SLE lebih banyak terjadi pada wanita daripada pria, Manifestasi klinik
secara umum yang sering timbul pada pasien SLE adalah rasa lelah, malaise,
demam, penurunan nafsu makan, dan penurunan berat badan.Diagnosis SLE
dibuat berdasarkan pada riwayat sakit yang lengkap dan hasil pemeriksaan darah.

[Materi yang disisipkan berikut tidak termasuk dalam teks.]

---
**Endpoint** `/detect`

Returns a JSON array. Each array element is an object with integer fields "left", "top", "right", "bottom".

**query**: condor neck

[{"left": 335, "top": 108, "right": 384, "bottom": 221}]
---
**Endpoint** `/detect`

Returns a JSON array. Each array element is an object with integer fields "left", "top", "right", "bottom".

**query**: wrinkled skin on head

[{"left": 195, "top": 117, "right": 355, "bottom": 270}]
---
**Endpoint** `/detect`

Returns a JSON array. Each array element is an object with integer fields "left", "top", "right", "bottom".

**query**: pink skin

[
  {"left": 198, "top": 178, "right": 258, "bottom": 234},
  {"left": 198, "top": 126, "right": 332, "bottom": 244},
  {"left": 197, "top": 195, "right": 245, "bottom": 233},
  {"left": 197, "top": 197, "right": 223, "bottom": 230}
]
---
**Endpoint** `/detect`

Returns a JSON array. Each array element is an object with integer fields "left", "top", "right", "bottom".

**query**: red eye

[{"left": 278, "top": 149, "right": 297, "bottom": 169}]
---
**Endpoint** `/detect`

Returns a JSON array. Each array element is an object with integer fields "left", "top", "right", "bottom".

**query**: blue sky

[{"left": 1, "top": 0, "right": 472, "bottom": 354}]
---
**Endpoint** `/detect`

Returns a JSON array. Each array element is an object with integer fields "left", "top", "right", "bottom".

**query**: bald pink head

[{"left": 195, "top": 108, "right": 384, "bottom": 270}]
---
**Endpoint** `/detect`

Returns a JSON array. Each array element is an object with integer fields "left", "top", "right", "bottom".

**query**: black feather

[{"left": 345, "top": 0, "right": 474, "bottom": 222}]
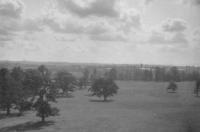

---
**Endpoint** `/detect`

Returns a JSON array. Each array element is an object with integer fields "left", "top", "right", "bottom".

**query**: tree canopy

[{"left": 89, "top": 78, "right": 119, "bottom": 101}]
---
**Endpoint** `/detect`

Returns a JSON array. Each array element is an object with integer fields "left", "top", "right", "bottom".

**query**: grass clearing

[{"left": 0, "top": 81, "right": 199, "bottom": 132}]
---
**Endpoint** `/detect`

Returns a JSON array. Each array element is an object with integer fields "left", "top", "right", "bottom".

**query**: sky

[{"left": 0, "top": 0, "right": 200, "bottom": 65}]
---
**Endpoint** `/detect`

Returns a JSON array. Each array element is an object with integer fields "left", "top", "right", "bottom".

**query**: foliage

[
  {"left": 55, "top": 71, "right": 76, "bottom": 94},
  {"left": 107, "top": 68, "right": 117, "bottom": 80},
  {"left": 10, "top": 67, "right": 29, "bottom": 115},
  {"left": 82, "top": 68, "right": 89, "bottom": 88},
  {"left": 0, "top": 65, "right": 60, "bottom": 119},
  {"left": 34, "top": 89, "right": 59, "bottom": 122},
  {"left": 0, "top": 68, "right": 18, "bottom": 115},
  {"left": 167, "top": 81, "right": 177, "bottom": 92},
  {"left": 33, "top": 65, "right": 59, "bottom": 122},
  {"left": 90, "top": 68, "right": 97, "bottom": 83},
  {"left": 23, "top": 69, "right": 43, "bottom": 96},
  {"left": 169, "top": 67, "right": 180, "bottom": 82},
  {"left": 89, "top": 78, "right": 119, "bottom": 101},
  {"left": 195, "top": 79, "right": 200, "bottom": 96}
]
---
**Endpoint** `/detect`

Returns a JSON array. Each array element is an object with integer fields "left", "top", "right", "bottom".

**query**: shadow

[
  {"left": 184, "top": 120, "right": 199, "bottom": 132},
  {"left": 194, "top": 95, "right": 200, "bottom": 98},
  {"left": 167, "top": 91, "right": 177, "bottom": 93},
  {"left": 56, "top": 94, "right": 74, "bottom": 98},
  {"left": 0, "top": 121, "right": 55, "bottom": 132},
  {"left": 0, "top": 113, "right": 21, "bottom": 120},
  {"left": 84, "top": 93, "right": 93, "bottom": 97},
  {"left": 89, "top": 99, "right": 114, "bottom": 103},
  {"left": 166, "top": 89, "right": 177, "bottom": 93}
]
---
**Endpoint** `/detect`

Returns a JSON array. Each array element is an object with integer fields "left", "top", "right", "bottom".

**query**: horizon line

[{"left": 0, "top": 60, "right": 199, "bottom": 67}]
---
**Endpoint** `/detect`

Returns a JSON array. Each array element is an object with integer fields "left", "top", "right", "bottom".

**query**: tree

[
  {"left": 167, "top": 81, "right": 178, "bottom": 93},
  {"left": 0, "top": 68, "right": 17, "bottom": 115},
  {"left": 38, "top": 65, "right": 51, "bottom": 87},
  {"left": 10, "top": 67, "right": 30, "bottom": 115},
  {"left": 55, "top": 71, "right": 76, "bottom": 96},
  {"left": 107, "top": 68, "right": 117, "bottom": 80},
  {"left": 33, "top": 88, "right": 59, "bottom": 122},
  {"left": 78, "top": 77, "right": 84, "bottom": 89},
  {"left": 169, "top": 66, "right": 180, "bottom": 82},
  {"left": 90, "top": 68, "right": 97, "bottom": 83},
  {"left": 195, "top": 79, "right": 200, "bottom": 97},
  {"left": 154, "top": 67, "right": 165, "bottom": 81},
  {"left": 89, "top": 78, "right": 119, "bottom": 101},
  {"left": 82, "top": 68, "right": 89, "bottom": 88},
  {"left": 23, "top": 69, "right": 43, "bottom": 97},
  {"left": 33, "top": 65, "right": 59, "bottom": 122}
]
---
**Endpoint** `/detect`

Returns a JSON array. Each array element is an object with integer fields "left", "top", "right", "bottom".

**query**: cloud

[
  {"left": 0, "top": 0, "right": 24, "bottom": 44},
  {"left": 21, "top": 18, "right": 44, "bottom": 32},
  {"left": 146, "top": 18, "right": 189, "bottom": 46},
  {"left": 90, "top": 33, "right": 126, "bottom": 42},
  {"left": 85, "top": 22, "right": 109, "bottom": 35},
  {"left": 145, "top": 18, "right": 188, "bottom": 46},
  {"left": 170, "top": 32, "right": 188, "bottom": 44},
  {"left": 0, "top": 18, "right": 20, "bottom": 45},
  {"left": 42, "top": 17, "right": 85, "bottom": 34},
  {"left": 0, "top": 1, "right": 46, "bottom": 47},
  {"left": 39, "top": 1, "right": 140, "bottom": 42},
  {"left": 148, "top": 31, "right": 167, "bottom": 44},
  {"left": 0, "top": 17, "right": 43, "bottom": 44},
  {"left": 161, "top": 18, "right": 187, "bottom": 33},
  {"left": 148, "top": 31, "right": 188, "bottom": 45},
  {"left": 192, "top": 28, "right": 200, "bottom": 45},
  {"left": 119, "top": 9, "right": 142, "bottom": 33},
  {"left": 181, "top": 0, "right": 200, "bottom": 6},
  {"left": 144, "top": 0, "right": 155, "bottom": 5},
  {"left": 57, "top": 0, "right": 119, "bottom": 18},
  {"left": 0, "top": 0, "right": 24, "bottom": 19}
]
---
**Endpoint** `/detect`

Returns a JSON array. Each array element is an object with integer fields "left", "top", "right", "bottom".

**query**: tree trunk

[
  {"left": 6, "top": 106, "right": 10, "bottom": 115},
  {"left": 18, "top": 108, "right": 23, "bottom": 116},
  {"left": 103, "top": 96, "right": 107, "bottom": 102},
  {"left": 41, "top": 115, "right": 45, "bottom": 122}
]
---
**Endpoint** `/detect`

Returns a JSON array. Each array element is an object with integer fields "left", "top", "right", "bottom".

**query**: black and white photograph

[{"left": 0, "top": 0, "right": 200, "bottom": 131}]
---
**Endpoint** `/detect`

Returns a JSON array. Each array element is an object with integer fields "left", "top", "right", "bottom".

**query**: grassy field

[{"left": 0, "top": 81, "right": 200, "bottom": 132}]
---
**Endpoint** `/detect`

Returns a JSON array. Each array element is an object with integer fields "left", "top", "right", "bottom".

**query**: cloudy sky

[{"left": 0, "top": 0, "right": 200, "bottom": 65}]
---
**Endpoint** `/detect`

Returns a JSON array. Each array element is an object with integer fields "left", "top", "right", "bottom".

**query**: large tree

[
  {"left": 0, "top": 68, "right": 17, "bottom": 115},
  {"left": 23, "top": 69, "right": 43, "bottom": 97},
  {"left": 55, "top": 71, "right": 76, "bottom": 95},
  {"left": 23, "top": 65, "right": 58, "bottom": 122},
  {"left": 89, "top": 78, "right": 119, "bottom": 101},
  {"left": 33, "top": 87, "right": 59, "bottom": 122},
  {"left": 33, "top": 65, "right": 59, "bottom": 122},
  {"left": 10, "top": 67, "right": 30, "bottom": 115}
]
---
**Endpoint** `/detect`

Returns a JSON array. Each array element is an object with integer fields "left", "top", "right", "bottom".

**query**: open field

[{"left": 0, "top": 81, "right": 200, "bottom": 132}]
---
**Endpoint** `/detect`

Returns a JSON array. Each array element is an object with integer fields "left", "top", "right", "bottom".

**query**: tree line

[
  {"left": 87, "top": 66, "right": 200, "bottom": 82},
  {"left": 0, "top": 65, "right": 119, "bottom": 122}
]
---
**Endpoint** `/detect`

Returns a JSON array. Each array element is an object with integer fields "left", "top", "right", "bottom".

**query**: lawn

[{"left": 0, "top": 81, "right": 199, "bottom": 132}]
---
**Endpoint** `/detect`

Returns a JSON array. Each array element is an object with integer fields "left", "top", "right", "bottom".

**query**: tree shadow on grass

[
  {"left": 56, "top": 93, "right": 74, "bottom": 98},
  {"left": 194, "top": 95, "right": 200, "bottom": 98},
  {"left": 89, "top": 99, "right": 114, "bottom": 103},
  {"left": 167, "top": 91, "right": 177, "bottom": 93},
  {"left": 184, "top": 120, "right": 199, "bottom": 132},
  {"left": 0, "top": 113, "right": 20, "bottom": 120},
  {"left": 0, "top": 121, "right": 55, "bottom": 132},
  {"left": 84, "top": 93, "right": 93, "bottom": 97}
]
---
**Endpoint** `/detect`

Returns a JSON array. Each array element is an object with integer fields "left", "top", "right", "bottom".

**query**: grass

[{"left": 0, "top": 81, "right": 199, "bottom": 132}]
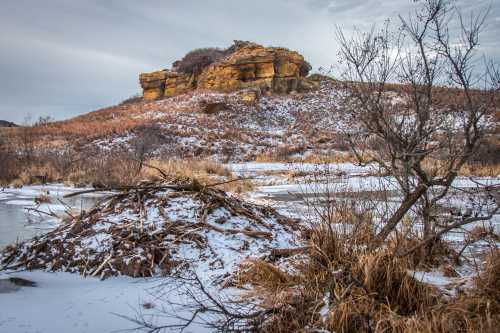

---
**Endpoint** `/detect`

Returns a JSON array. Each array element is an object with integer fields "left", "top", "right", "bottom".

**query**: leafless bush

[
  {"left": 337, "top": 0, "right": 500, "bottom": 251},
  {"left": 34, "top": 116, "right": 54, "bottom": 125},
  {"left": 128, "top": 125, "right": 166, "bottom": 174},
  {"left": 300, "top": 60, "right": 312, "bottom": 77},
  {"left": 469, "top": 138, "right": 500, "bottom": 166},
  {"left": 173, "top": 48, "right": 225, "bottom": 76},
  {"left": 0, "top": 135, "right": 19, "bottom": 185}
]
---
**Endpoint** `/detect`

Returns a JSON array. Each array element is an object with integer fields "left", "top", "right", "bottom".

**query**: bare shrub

[
  {"left": 337, "top": 0, "right": 500, "bottom": 251},
  {"left": 0, "top": 135, "right": 19, "bottom": 185},
  {"left": 173, "top": 48, "right": 225, "bottom": 76},
  {"left": 151, "top": 189, "right": 497, "bottom": 332},
  {"left": 255, "top": 145, "right": 306, "bottom": 162}
]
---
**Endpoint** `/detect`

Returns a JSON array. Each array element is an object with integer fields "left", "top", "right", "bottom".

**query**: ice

[
  {"left": 0, "top": 271, "right": 209, "bottom": 333},
  {"left": 5, "top": 200, "right": 37, "bottom": 206}
]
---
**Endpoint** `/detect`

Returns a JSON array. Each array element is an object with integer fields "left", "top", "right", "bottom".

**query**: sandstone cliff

[{"left": 139, "top": 41, "right": 318, "bottom": 100}]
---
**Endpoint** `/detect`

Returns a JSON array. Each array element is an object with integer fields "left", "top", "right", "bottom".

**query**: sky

[{"left": 1, "top": 0, "right": 499, "bottom": 123}]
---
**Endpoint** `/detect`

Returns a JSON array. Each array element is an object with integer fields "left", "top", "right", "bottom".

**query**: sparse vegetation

Tidak ada satu tes laboratorium tunggal yang dapat memastikan diagnostik SLE.
Pengobatan yang digunakan pada SLE adalahNonsteroidal anti-inflammatory
drugs (NSAIDs), Corticosteroids dan lain-lain yang dapat mendukung pengobatan
penyakit SLE.
2. Saran
Sebagai seorang calon perawat kita diaharapkan mampu memberikan
asuhan keperawatan terhadap penderita SLE sesuai dengan standar prosedur.